İmdi dinlemekte olan vefalı dostlara şöyle malum ola ki, bu kemter kul gösterişsiz Evliyâ bu ana kadar 27 yılda durmadan dinlenmeden seyahat edip 16 padişahlık yeri gezip dolaşıp nice kere yüz bin yapıları insaf gözüyle inceleyip Erzurum Vilâyeti’nde Hasan Kalesi yakınında Aras Nehri üzerinde ibret verici Çoban Köprüsü, Erzurum ile Malazgird arasında yine Aras Nehri üzerinde Altınhalkalı .Köprüsü, Hazzo Kalesi ile Mefârıkin Kalesi arasında Batman Köprüsü, Hasankeyf Kalesi Köprüsü, Asi Nehri üzerinde Antakya Köprüsü; Misis’de Cihan Köprüsü, Adana Köprüsü ve Tarsus Köprüsü, Sivas’da Eğriköprü, Kızılırmak üzerinde Çâşnigir Kıprüsü, Kızılırmak üzerinde Osmancık Köprüsü, Sakarya Nehri üzerinde Sultan Bayezid’in Geyve kasabası köprüsü ve Anadolu ülkesinde nice yüz ibret verici köprüler vardır.

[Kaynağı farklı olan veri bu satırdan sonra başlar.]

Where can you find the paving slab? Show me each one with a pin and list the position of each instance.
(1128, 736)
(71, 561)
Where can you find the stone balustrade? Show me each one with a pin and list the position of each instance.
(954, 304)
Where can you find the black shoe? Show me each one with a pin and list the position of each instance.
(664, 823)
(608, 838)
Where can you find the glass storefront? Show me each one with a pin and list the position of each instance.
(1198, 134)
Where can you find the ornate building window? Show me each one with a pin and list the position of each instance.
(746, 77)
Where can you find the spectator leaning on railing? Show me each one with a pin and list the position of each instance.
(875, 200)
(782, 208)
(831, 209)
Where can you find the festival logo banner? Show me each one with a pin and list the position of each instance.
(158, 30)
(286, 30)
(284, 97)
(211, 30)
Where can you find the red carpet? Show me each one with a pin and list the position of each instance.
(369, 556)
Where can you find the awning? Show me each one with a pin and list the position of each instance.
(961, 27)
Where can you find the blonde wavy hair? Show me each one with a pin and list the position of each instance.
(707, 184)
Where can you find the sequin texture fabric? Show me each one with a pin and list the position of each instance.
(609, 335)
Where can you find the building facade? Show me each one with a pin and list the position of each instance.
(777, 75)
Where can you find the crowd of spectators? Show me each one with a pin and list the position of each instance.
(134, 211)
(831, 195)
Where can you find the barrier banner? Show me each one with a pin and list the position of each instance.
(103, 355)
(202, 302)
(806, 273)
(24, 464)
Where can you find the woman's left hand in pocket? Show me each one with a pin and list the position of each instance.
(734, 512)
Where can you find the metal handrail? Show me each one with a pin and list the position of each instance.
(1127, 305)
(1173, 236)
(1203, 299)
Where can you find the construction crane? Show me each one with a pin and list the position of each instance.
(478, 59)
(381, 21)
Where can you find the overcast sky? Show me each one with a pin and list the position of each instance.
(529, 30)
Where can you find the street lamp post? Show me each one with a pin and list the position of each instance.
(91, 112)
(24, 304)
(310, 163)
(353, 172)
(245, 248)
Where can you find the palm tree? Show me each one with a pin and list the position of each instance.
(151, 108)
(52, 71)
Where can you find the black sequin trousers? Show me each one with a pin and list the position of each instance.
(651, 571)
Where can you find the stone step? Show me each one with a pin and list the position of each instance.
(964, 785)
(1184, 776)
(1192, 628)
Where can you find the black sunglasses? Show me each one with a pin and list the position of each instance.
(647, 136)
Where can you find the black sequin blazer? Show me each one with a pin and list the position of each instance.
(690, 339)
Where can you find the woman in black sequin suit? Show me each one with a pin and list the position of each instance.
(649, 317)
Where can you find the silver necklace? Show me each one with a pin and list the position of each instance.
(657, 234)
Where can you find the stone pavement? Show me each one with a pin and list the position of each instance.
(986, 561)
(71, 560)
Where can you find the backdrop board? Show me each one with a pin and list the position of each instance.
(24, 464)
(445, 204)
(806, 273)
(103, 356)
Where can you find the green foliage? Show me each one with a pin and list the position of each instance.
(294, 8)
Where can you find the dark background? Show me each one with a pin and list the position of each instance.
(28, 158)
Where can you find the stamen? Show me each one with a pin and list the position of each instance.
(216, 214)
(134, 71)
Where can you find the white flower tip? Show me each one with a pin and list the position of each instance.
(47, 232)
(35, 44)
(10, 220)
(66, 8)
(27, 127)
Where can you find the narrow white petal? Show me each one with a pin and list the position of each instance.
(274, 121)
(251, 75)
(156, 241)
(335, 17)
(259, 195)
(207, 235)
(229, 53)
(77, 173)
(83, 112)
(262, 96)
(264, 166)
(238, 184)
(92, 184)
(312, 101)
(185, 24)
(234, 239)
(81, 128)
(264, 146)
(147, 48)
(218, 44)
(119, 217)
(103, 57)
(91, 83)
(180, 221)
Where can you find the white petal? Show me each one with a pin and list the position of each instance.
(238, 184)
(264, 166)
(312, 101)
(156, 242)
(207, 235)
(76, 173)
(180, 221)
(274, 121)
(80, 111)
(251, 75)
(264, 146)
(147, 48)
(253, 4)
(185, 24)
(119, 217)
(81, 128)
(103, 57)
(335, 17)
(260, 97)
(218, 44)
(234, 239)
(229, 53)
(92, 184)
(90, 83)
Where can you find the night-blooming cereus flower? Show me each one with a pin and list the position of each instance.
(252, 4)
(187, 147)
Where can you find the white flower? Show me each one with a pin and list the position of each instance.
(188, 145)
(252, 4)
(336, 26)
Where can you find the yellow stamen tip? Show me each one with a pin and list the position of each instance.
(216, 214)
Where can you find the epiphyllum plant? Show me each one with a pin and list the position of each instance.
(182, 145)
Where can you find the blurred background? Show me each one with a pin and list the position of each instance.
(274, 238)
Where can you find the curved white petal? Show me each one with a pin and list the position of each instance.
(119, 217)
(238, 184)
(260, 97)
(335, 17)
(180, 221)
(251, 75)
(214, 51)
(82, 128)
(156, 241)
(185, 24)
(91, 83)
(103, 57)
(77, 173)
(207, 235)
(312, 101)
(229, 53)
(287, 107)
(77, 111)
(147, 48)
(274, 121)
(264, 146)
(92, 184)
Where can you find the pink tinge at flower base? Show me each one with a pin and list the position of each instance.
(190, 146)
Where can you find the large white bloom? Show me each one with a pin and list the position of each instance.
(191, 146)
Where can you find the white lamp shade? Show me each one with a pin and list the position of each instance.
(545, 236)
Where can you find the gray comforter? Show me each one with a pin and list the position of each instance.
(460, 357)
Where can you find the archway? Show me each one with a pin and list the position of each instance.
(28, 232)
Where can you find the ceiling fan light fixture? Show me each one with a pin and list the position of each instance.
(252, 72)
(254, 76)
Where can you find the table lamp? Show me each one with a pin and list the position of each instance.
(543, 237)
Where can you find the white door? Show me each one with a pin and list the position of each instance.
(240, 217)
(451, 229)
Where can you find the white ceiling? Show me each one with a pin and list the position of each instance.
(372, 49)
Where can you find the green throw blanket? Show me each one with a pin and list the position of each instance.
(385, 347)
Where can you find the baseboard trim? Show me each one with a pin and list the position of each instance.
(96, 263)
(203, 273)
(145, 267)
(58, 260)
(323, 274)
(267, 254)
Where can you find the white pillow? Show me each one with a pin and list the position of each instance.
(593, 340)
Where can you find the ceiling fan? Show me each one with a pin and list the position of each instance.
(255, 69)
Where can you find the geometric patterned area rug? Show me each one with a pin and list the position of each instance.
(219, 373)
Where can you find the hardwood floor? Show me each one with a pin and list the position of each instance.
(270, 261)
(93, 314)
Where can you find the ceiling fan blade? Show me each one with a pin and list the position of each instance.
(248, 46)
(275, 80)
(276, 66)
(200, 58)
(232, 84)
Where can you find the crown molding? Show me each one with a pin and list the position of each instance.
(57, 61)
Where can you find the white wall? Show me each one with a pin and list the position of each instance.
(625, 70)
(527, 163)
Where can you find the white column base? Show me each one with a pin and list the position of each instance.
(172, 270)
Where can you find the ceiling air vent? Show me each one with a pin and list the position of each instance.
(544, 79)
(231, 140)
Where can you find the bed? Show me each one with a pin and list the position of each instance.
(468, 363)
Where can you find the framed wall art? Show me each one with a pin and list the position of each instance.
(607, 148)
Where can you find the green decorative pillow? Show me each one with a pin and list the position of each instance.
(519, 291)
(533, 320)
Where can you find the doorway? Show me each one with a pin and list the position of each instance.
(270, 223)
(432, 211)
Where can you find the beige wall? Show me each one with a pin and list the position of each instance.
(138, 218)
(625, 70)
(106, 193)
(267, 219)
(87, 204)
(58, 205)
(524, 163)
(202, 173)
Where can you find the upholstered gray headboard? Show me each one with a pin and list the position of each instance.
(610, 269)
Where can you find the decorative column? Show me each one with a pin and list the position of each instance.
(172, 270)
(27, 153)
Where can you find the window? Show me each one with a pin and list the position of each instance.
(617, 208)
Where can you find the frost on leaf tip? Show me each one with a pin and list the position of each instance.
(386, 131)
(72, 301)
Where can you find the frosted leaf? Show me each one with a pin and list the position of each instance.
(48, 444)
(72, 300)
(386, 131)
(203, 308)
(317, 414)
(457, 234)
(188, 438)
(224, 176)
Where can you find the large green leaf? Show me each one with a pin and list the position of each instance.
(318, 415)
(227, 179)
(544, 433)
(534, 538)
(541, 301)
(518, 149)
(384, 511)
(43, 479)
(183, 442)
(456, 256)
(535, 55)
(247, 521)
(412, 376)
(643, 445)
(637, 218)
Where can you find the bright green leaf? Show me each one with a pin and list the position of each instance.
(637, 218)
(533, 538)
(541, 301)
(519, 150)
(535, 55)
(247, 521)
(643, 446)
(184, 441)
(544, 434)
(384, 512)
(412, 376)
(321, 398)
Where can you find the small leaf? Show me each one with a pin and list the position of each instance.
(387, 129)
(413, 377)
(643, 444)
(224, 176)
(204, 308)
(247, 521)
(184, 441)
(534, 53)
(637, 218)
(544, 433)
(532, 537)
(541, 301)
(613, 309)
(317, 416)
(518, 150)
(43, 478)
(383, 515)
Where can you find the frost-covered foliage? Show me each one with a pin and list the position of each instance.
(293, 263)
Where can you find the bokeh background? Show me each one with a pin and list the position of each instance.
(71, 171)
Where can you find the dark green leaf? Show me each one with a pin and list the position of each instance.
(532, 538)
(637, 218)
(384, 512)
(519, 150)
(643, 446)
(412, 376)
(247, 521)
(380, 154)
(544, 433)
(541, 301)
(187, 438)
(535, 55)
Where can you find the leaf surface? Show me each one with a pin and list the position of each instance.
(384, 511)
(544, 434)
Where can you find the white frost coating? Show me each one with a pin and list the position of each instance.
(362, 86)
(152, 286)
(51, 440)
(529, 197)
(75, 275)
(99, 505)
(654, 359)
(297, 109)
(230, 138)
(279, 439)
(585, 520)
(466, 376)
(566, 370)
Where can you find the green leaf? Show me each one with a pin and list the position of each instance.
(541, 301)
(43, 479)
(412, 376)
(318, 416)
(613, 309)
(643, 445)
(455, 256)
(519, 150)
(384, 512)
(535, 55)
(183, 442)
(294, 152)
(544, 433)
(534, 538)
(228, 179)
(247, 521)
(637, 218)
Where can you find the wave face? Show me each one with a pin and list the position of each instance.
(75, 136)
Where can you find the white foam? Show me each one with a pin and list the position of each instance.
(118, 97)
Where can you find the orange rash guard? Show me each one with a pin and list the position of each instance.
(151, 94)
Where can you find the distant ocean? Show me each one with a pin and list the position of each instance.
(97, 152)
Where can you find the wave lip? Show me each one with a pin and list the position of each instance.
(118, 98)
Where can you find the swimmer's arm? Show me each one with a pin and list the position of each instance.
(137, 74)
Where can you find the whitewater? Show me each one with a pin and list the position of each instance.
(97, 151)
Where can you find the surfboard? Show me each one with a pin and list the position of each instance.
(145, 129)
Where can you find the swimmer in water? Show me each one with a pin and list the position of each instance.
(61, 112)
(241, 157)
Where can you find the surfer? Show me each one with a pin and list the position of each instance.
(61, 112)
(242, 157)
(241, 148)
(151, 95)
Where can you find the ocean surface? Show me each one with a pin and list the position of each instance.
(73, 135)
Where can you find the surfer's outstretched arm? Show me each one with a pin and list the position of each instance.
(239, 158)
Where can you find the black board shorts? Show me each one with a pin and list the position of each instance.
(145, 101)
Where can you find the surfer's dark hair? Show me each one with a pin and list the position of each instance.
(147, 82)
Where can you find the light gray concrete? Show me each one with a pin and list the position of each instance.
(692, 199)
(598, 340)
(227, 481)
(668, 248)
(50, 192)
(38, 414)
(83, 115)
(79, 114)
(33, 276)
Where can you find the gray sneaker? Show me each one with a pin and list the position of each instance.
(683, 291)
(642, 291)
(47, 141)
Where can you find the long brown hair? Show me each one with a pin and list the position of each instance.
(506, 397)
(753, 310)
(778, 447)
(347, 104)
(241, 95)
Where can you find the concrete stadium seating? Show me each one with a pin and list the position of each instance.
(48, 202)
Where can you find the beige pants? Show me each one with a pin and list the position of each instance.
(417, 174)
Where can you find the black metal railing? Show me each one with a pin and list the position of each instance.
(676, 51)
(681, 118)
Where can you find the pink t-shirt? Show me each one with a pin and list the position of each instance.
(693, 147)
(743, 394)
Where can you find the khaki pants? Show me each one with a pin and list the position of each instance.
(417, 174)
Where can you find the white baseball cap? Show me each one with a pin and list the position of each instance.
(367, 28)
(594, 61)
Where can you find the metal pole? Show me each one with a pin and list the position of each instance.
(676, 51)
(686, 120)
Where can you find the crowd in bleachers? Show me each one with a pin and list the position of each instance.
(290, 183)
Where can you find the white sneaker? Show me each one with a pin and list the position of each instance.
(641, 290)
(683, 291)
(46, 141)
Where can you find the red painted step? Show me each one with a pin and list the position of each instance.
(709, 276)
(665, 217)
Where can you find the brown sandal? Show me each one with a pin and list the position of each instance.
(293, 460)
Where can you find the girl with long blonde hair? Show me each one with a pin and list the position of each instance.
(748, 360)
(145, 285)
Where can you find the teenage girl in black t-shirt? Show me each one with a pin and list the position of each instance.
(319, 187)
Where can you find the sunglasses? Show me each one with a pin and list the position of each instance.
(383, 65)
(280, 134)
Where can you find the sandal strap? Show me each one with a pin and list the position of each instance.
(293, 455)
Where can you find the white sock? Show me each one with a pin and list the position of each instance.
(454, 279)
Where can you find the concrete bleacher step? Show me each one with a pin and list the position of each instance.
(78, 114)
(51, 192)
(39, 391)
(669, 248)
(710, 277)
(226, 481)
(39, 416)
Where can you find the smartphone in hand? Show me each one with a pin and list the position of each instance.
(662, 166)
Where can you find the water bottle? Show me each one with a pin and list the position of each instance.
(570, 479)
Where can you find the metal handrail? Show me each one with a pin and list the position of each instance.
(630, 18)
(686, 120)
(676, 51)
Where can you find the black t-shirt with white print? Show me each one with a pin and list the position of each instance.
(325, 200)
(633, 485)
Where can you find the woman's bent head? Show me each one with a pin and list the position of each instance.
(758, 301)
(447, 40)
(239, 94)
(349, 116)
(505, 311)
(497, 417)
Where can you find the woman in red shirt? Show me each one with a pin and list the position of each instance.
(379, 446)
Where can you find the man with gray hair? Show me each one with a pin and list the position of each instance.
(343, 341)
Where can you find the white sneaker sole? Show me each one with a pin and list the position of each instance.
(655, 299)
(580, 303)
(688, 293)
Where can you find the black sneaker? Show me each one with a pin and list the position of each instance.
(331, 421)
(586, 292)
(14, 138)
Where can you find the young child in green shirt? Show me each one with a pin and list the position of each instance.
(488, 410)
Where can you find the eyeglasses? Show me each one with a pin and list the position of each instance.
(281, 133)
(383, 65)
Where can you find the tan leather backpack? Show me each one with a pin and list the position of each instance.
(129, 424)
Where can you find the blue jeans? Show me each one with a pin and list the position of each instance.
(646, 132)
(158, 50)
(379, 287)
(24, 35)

Rumeli ülkesinde olan seyre değer köprüler: Süleyman Han ve II. Selim Han’ın Çekmeceler Köprüleri, Burgaz Köprüsü, Ergene Nehri üzerinde Koca Murad Han’ın Ergene Köprüsü, Edirne’de Mihal Köprüsü, yine Edirne’de Yeniköprü ve Saraçhane Köprüsü, Edirne yakınında Koca Mustafa Paşa Köprüsü ve Drina Nehri üzerinde Vişegrad Köprüsü, Koca Sokollu Mehmed Paşa’nın oniki göz büyük köprüsüdür”(4) (s. 626)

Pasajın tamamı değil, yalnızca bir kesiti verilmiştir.